Gilgoff writes of these branding and communications campaigns:
With their new branding campaigns, mainline churches are betting that many young Americans are looking for worship alternatives to politically conservative evangelical congregations. A recent study conducted for the United Methodist Church by the Barna Group, a consulting firm specializing in faith-based polling, found that a third of Americans under 35 consider themselves spiritual but are not deeply connected to a church. “These young people have rejected too close a tie between religion and politics,” says David Kinnaman, president of the Barna Group. “So the mainline sensibility provides a unique opportunity to speak to them.”

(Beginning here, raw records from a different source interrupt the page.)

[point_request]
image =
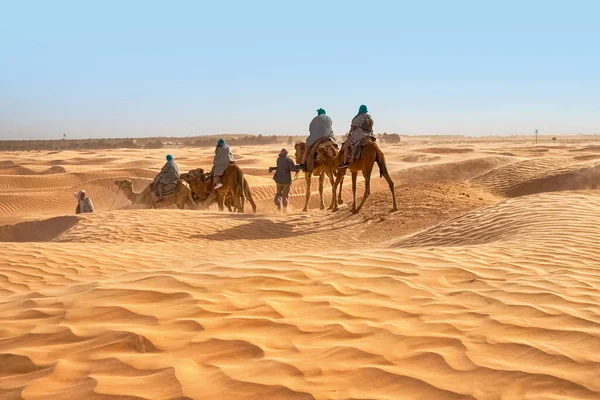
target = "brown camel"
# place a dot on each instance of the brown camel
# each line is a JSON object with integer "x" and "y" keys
{"x": 326, "y": 163}
{"x": 196, "y": 179}
{"x": 233, "y": 185}
{"x": 371, "y": 153}
{"x": 181, "y": 196}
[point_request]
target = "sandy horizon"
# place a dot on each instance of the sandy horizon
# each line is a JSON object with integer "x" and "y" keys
{"x": 484, "y": 284}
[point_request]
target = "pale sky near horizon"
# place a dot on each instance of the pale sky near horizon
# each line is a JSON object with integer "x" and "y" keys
{"x": 133, "y": 68}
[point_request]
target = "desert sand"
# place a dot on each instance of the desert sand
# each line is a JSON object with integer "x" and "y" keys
{"x": 484, "y": 285}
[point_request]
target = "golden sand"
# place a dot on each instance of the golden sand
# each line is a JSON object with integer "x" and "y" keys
{"x": 484, "y": 285}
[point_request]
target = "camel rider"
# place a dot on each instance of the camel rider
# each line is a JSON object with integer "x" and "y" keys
{"x": 84, "y": 203}
{"x": 320, "y": 127}
{"x": 361, "y": 127}
{"x": 283, "y": 178}
{"x": 168, "y": 176}
{"x": 223, "y": 158}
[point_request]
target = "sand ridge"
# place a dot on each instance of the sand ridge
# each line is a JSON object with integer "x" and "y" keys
{"x": 479, "y": 287}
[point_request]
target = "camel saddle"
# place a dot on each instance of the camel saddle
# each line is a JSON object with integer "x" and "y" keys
{"x": 314, "y": 150}
{"x": 167, "y": 189}
{"x": 358, "y": 150}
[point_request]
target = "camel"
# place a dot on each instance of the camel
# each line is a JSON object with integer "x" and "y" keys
{"x": 371, "y": 153}
{"x": 326, "y": 163}
{"x": 234, "y": 185}
{"x": 181, "y": 196}
{"x": 196, "y": 179}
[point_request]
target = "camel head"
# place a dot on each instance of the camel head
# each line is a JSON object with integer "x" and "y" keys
{"x": 197, "y": 180}
{"x": 300, "y": 147}
{"x": 124, "y": 184}
{"x": 327, "y": 151}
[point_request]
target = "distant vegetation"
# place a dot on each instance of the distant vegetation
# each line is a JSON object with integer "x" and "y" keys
{"x": 142, "y": 143}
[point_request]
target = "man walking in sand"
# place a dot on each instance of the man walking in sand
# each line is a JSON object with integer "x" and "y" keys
{"x": 223, "y": 157}
{"x": 166, "y": 180}
{"x": 84, "y": 203}
{"x": 283, "y": 179}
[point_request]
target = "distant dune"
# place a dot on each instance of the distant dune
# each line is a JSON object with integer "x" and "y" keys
{"x": 483, "y": 285}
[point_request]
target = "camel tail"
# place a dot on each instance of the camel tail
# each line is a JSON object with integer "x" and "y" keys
{"x": 248, "y": 195}
{"x": 240, "y": 179}
{"x": 380, "y": 159}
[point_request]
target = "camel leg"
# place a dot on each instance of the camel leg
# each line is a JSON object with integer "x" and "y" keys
{"x": 338, "y": 181}
{"x": 181, "y": 202}
{"x": 219, "y": 200}
{"x": 242, "y": 199}
{"x": 238, "y": 201}
{"x": 321, "y": 182}
{"x": 391, "y": 185}
{"x": 332, "y": 183}
{"x": 354, "y": 176}
{"x": 211, "y": 197}
{"x": 307, "y": 178}
{"x": 227, "y": 202}
{"x": 367, "y": 169}
{"x": 340, "y": 200}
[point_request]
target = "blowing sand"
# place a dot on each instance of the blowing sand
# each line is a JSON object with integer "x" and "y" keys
{"x": 484, "y": 285}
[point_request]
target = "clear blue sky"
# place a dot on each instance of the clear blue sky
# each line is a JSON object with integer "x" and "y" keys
{"x": 147, "y": 68}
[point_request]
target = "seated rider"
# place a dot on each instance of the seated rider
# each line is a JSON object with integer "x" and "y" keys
{"x": 223, "y": 158}
{"x": 361, "y": 127}
{"x": 168, "y": 175}
{"x": 84, "y": 203}
{"x": 320, "y": 127}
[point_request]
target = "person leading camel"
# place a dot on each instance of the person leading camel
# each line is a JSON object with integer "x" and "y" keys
{"x": 283, "y": 178}
{"x": 84, "y": 203}
{"x": 223, "y": 158}
{"x": 319, "y": 128}
{"x": 167, "y": 177}
{"x": 360, "y": 128}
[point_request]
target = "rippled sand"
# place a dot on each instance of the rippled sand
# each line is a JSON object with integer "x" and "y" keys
{"x": 484, "y": 285}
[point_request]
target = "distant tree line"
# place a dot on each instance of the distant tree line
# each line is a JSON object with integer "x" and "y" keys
{"x": 142, "y": 143}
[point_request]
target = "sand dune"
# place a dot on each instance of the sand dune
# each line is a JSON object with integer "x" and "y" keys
{"x": 537, "y": 176}
{"x": 483, "y": 285}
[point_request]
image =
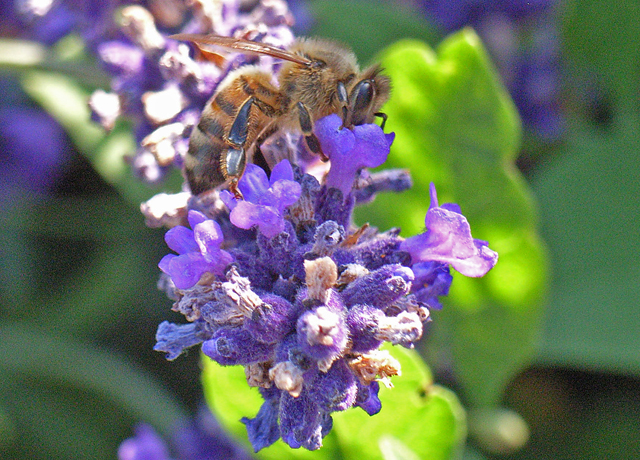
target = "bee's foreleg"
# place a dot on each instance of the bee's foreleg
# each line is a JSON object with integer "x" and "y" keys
{"x": 343, "y": 98}
{"x": 306, "y": 126}
{"x": 383, "y": 116}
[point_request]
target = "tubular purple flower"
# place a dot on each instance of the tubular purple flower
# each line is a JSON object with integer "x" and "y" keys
{"x": 365, "y": 146}
{"x": 448, "y": 240}
{"x": 264, "y": 199}
{"x": 199, "y": 251}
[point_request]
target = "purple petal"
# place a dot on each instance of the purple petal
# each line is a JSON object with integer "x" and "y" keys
{"x": 173, "y": 339}
{"x": 145, "y": 445}
{"x": 281, "y": 171}
{"x": 349, "y": 151}
{"x": 263, "y": 430}
{"x": 195, "y": 218}
{"x": 254, "y": 183}
{"x": 267, "y": 218}
{"x": 208, "y": 236}
{"x": 333, "y": 139}
{"x": 284, "y": 193}
{"x": 185, "y": 270}
{"x": 180, "y": 239}
{"x": 448, "y": 240}
{"x": 228, "y": 199}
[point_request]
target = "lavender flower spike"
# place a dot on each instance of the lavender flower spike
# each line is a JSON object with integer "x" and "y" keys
{"x": 264, "y": 199}
{"x": 448, "y": 240}
{"x": 199, "y": 251}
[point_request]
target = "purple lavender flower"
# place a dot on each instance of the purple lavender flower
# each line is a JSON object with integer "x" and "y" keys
{"x": 198, "y": 439}
{"x": 448, "y": 240}
{"x": 160, "y": 86}
{"x": 199, "y": 251}
{"x": 30, "y": 163}
{"x": 309, "y": 299}
{"x": 145, "y": 445}
{"x": 351, "y": 150}
{"x": 264, "y": 199}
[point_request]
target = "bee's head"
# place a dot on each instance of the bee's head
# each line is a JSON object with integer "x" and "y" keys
{"x": 367, "y": 95}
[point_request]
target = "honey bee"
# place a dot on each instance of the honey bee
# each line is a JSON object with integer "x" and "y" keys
{"x": 318, "y": 77}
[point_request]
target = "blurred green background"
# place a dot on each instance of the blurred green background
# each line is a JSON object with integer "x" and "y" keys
{"x": 553, "y": 335}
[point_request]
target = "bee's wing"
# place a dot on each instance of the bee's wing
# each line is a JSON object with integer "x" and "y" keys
{"x": 243, "y": 46}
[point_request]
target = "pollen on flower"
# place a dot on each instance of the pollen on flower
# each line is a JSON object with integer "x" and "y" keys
{"x": 287, "y": 377}
{"x": 257, "y": 375}
{"x": 322, "y": 327}
{"x": 351, "y": 273}
{"x": 405, "y": 328}
{"x": 321, "y": 276}
{"x": 238, "y": 290}
{"x": 377, "y": 365}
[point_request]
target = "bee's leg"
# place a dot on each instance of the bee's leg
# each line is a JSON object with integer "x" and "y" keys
{"x": 266, "y": 162}
{"x": 235, "y": 157}
{"x": 383, "y": 116}
{"x": 306, "y": 126}
{"x": 343, "y": 98}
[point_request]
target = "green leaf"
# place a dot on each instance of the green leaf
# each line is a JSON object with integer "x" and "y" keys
{"x": 589, "y": 199}
{"x": 455, "y": 125}
{"x": 427, "y": 420}
{"x": 415, "y": 415}
{"x": 601, "y": 47}
{"x": 368, "y": 25}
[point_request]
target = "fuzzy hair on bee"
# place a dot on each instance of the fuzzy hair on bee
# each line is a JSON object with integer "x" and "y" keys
{"x": 318, "y": 78}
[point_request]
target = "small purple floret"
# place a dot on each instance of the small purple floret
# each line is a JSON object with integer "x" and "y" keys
{"x": 145, "y": 445}
{"x": 448, "y": 240}
{"x": 264, "y": 199}
{"x": 366, "y": 146}
{"x": 198, "y": 251}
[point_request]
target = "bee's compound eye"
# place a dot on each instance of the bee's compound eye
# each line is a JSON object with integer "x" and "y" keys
{"x": 361, "y": 98}
{"x": 236, "y": 161}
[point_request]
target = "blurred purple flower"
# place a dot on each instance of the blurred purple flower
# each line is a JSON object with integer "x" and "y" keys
{"x": 199, "y": 439}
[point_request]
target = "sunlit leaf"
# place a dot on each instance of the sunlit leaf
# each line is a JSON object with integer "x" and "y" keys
{"x": 456, "y": 126}
{"x": 416, "y": 415}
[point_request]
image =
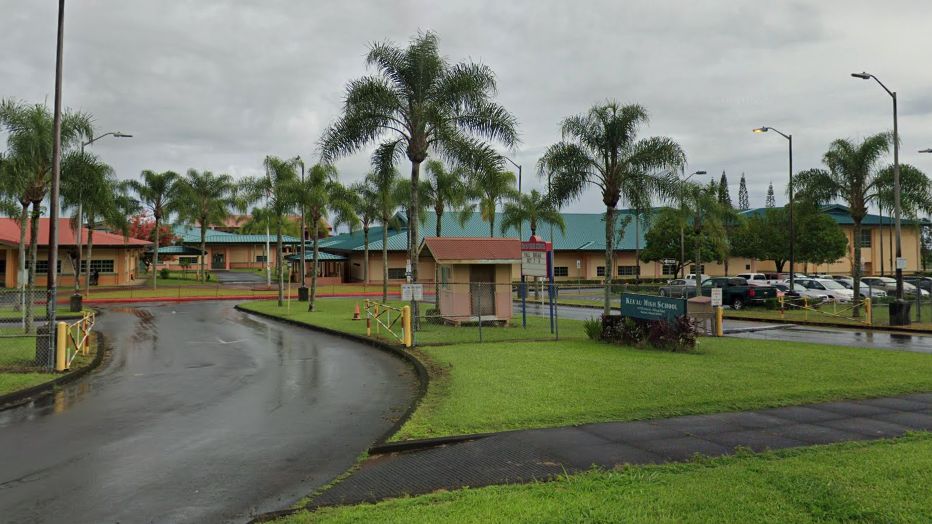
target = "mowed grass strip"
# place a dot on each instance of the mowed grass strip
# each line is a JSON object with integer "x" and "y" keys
{"x": 881, "y": 481}
{"x": 498, "y": 386}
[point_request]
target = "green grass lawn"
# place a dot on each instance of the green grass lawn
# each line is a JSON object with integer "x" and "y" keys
{"x": 882, "y": 481}
{"x": 478, "y": 388}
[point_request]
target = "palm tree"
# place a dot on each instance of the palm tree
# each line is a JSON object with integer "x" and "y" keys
{"x": 91, "y": 184}
{"x": 418, "y": 104}
{"x": 205, "y": 198}
{"x": 366, "y": 203}
{"x": 30, "y": 143}
{"x": 277, "y": 188}
{"x": 600, "y": 148}
{"x": 158, "y": 193}
{"x": 320, "y": 194}
{"x": 854, "y": 177}
{"x": 533, "y": 208}
{"x": 383, "y": 182}
{"x": 491, "y": 188}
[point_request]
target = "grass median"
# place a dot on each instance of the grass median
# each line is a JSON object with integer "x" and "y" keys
{"x": 882, "y": 481}
{"x": 539, "y": 382}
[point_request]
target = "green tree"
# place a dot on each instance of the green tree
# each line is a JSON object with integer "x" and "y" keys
{"x": 158, "y": 193}
{"x": 321, "y": 195}
{"x": 854, "y": 176}
{"x": 417, "y": 104}
{"x": 276, "y": 187}
{"x": 600, "y": 148}
{"x": 205, "y": 199}
{"x": 491, "y": 188}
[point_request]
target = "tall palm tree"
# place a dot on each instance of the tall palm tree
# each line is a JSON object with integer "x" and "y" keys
{"x": 383, "y": 182}
{"x": 418, "y": 104}
{"x": 88, "y": 183}
{"x": 319, "y": 195}
{"x": 158, "y": 193}
{"x": 30, "y": 140}
{"x": 276, "y": 187}
{"x": 205, "y": 199}
{"x": 600, "y": 148}
{"x": 367, "y": 209}
{"x": 491, "y": 188}
{"x": 854, "y": 176}
{"x": 533, "y": 208}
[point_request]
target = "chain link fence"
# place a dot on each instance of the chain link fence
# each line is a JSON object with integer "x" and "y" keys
{"x": 26, "y": 343}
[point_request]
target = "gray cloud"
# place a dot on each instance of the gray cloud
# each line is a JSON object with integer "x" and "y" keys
{"x": 219, "y": 84}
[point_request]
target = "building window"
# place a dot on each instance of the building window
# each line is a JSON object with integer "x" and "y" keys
{"x": 100, "y": 266}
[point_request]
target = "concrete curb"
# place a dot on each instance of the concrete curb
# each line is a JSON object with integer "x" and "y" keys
{"x": 420, "y": 370}
{"x": 23, "y": 396}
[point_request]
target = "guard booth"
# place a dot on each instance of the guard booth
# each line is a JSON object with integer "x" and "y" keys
{"x": 474, "y": 277}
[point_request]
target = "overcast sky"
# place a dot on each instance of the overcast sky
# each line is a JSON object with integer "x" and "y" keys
{"x": 218, "y": 85}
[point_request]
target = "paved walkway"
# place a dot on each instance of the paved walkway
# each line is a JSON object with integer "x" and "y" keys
{"x": 522, "y": 456}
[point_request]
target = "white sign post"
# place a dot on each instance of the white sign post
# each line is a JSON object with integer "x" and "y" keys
{"x": 716, "y": 297}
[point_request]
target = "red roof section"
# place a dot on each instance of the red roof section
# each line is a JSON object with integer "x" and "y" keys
{"x": 470, "y": 248}
{"x": 9, "y": 234}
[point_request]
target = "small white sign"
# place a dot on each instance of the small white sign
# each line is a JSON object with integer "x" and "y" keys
{"x": 534, "y": 263}
{"x": 716, "y": 297}
{"x": 411, "y": 292}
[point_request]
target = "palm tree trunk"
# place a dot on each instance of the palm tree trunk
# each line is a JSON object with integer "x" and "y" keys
{"x": 609, "y": 246}
{"x": 278, "y": 262}
{"x": 856, "y": 270}
{"x": 155, "y": 254}
{"x": 385, "y": 260}
{"x": 87, "y": 269}
{"x": 203, "y": 275}
{"x": 365, "y": 250}
{"x": 310, "y": 306}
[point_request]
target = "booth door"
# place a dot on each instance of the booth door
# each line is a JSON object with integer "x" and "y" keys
{"x": 482, "y": 289}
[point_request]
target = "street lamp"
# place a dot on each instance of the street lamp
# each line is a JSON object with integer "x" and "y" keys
{"x": 682, "y": 233}
{"x": 896, "y": 196}
{"x": 77, "y": 229}
{"x": 764, "y": 129}
{"x": 520, "y": 225}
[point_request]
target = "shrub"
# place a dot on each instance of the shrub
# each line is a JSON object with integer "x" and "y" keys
{"x": 593, "y": 328}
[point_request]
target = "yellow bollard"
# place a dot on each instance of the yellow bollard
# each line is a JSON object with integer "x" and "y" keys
{"x": 61, "y": 346}
{"x": 719, "y": 321}
{"x": 406, "y": 325}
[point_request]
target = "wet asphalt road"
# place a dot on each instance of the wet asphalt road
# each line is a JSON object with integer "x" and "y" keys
{"x": 202, "y": 414}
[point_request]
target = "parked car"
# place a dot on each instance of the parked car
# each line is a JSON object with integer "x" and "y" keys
{"x": 679, "y": 287}
{"x": 889, "y": 285}
{"x": 833, "y": 289}
{"x": 865, "y": 291}
{"x": 736, "y": 292}
{"x": 923, "y": 283}
{"x": 798, "y": 291}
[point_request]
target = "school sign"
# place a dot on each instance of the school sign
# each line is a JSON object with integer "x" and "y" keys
{"x": 649, "y": 307}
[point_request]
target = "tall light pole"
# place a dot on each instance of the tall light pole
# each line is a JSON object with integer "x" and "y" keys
{"x": 521, "y": 225}
{"x": 78, "y": 240}
{"x": 896, "y": 186}
{"x": 789, "y": 138}
{"x": 682, "y": 231}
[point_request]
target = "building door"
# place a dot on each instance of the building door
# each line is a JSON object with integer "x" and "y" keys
{"x": 482, "y": 289}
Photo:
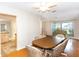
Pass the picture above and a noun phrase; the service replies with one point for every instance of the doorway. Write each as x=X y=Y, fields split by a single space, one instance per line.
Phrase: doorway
x=7 y=33
x=66 y=27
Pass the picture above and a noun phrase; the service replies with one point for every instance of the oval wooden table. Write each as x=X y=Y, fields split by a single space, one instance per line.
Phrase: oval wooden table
x=46 y=43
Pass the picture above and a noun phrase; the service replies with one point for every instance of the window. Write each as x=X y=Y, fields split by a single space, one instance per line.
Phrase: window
x=67 y=27
x=3 y=27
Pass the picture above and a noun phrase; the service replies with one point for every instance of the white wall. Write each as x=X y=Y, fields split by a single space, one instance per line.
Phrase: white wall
x=47 y=27
x=28 y=26
x=76 y=29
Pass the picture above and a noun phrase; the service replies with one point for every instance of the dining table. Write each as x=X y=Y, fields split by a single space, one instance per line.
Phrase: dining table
x=46 y=43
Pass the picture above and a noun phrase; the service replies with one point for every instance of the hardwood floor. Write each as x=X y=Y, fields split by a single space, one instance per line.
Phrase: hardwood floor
x=21 y=53
x=72 y=48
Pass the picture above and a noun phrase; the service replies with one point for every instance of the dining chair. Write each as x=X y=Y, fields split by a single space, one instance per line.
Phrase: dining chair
x=34 y=52
x=58 y=51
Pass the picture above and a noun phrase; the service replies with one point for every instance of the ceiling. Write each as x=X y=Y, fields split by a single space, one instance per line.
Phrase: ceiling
x=64 y=10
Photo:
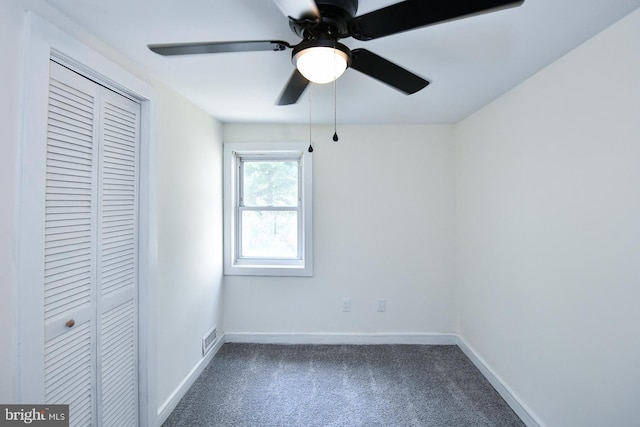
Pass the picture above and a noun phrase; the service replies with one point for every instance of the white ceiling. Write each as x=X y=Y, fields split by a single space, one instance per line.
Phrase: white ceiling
x=469 y=62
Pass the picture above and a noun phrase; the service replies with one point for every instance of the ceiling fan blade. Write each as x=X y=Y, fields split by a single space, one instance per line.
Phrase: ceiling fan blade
x=218 y=47
x=293 y=90
x=299 y=9
x=411 y=14
x=387 y=72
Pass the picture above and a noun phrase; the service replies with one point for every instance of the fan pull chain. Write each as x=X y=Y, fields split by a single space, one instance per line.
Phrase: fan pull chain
x=310 y=146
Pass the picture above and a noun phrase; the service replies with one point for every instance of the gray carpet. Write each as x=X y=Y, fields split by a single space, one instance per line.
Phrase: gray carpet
x=341 y=385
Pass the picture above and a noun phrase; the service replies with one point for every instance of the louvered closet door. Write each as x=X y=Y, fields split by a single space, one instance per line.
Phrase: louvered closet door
x=90 y=281
x=117 y=261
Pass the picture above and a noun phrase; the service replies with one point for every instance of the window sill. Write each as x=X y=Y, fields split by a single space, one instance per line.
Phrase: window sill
x=269 y=270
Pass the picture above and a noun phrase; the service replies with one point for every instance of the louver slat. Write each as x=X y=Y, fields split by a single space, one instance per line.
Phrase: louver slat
x=118 y=263
x=69 y=253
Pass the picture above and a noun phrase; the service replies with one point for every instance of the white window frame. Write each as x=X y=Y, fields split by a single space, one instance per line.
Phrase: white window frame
x=302 y=265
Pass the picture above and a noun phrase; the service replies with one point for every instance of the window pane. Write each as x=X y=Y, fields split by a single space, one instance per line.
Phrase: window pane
x=270 y=183
x=270 y=234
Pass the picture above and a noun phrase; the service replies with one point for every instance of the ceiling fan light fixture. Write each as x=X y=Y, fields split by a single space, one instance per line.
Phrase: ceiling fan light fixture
x=322 y=64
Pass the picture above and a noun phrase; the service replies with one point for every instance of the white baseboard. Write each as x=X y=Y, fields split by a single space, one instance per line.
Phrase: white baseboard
x=172 y=401
x=518 y=406
x=340 y=338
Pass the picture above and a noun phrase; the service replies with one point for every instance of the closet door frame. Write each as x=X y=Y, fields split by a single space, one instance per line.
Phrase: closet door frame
x=43 y=42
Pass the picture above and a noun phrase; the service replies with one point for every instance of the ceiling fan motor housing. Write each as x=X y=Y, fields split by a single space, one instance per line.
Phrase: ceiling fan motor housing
x=333 y=21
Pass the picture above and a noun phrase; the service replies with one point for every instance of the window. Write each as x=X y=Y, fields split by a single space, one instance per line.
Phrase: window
x=267 y=209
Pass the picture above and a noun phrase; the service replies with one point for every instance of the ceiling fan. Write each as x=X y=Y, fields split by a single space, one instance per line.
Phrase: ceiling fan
x=321 y=58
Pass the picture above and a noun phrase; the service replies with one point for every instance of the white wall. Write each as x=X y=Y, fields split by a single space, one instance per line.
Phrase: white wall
x=383 y=227
x=548 y=217
x=189 y=236
x=10 y=68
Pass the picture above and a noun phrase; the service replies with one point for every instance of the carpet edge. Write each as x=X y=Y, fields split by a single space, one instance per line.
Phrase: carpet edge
x=341 y=338
x=519 y=407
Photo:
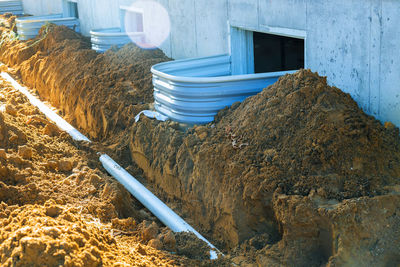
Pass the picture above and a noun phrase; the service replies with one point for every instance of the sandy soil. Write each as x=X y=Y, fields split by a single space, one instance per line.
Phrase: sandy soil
x=58 y=208
x=297 y=175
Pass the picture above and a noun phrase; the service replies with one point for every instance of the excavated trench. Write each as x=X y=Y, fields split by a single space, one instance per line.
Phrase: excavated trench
x=297 y=175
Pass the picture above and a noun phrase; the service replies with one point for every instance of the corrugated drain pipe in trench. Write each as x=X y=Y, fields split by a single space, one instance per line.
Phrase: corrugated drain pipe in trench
x=141 y=193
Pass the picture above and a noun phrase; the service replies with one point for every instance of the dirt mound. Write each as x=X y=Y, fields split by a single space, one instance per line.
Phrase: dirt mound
x=55 y=235
x=57 y=207
x=301 y=134
x=296 y=174
x=297 y=137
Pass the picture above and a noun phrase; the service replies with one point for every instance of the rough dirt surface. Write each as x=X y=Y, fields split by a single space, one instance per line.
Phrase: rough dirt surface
x=297 y=175
x=58 y=208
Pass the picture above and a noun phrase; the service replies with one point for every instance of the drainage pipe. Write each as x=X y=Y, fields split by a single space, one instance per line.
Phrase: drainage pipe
x=61 y=123
x=141 y=193
x=158 y=208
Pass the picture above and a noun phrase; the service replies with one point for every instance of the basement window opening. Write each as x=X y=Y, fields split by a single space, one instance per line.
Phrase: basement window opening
x=277 y=53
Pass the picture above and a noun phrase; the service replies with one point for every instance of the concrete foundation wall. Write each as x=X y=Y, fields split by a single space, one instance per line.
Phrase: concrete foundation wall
x=42 y=7
x=355 y=43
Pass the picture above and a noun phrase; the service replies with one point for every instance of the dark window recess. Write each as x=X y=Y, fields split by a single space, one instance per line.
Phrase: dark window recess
x=277 y=53
x=73 y=9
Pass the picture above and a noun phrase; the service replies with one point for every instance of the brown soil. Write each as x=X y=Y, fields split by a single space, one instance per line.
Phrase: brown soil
x=58 y=208
x=297 y=175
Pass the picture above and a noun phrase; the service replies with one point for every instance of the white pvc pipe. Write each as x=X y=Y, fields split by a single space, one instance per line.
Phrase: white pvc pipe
x=150 y=201
x=61 y=123
x=141 y=193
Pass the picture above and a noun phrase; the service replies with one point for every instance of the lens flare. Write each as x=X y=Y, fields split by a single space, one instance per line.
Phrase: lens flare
x=147 y=23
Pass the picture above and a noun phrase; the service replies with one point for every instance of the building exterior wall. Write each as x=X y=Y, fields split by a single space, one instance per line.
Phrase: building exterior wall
x=355 y=43
x=42 y=7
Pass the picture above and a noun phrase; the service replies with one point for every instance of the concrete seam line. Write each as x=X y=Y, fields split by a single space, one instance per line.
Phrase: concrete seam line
x=140 y=192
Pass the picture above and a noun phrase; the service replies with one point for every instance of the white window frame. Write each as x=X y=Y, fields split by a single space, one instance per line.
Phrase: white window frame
x=241 y=45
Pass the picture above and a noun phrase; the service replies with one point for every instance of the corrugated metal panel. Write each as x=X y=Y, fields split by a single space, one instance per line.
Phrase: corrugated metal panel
x=104 y=39
x=14 y=7
x=193 y=91
x=28 y=27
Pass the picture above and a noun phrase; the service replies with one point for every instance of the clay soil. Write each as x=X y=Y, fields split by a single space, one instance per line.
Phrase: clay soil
x=297 y=175
x=58 y=208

Barna’s polling also found that young Americans share an increasingly global outlook and a concern for social justice issues like poverty. Ninety-six percent say they want to make a difference in the world. So the United Methodist Church’s new ads and website feature Methodist-led service projects around the globe. The Lutheran Church’s new branding campaign, called “God’s Work, Our Hands,” spotlights a church soup kitchen in North Dakota and a mission in Senegal that teaches women business skills.
For all their marketing research and high production value, though, mainliners’ branding campaigns face big challenges. Many young people are more likely to volunteer through college organizations or groups like Habitat for Humanity than by joining a new church. Indeed, some religion scholars say the campaigns’ social justice messages aren’t distinct enough to break through. “Study after study has shown that religions that grow are the ones that are hard-core in some way. They have something that differs sharply from the culture in which they operate,” says Boston University’s Prothero. “That’s the problem with mainline Protestantism: It’s not different enough from mainstream America.”
Interesting point there in that final paragraph. Is there some way that the Episcopal Church can differentiate itself sufficiently from the mainstream of America as to be seen as “hard-core”? Is that something we as Anglican Christians really can do?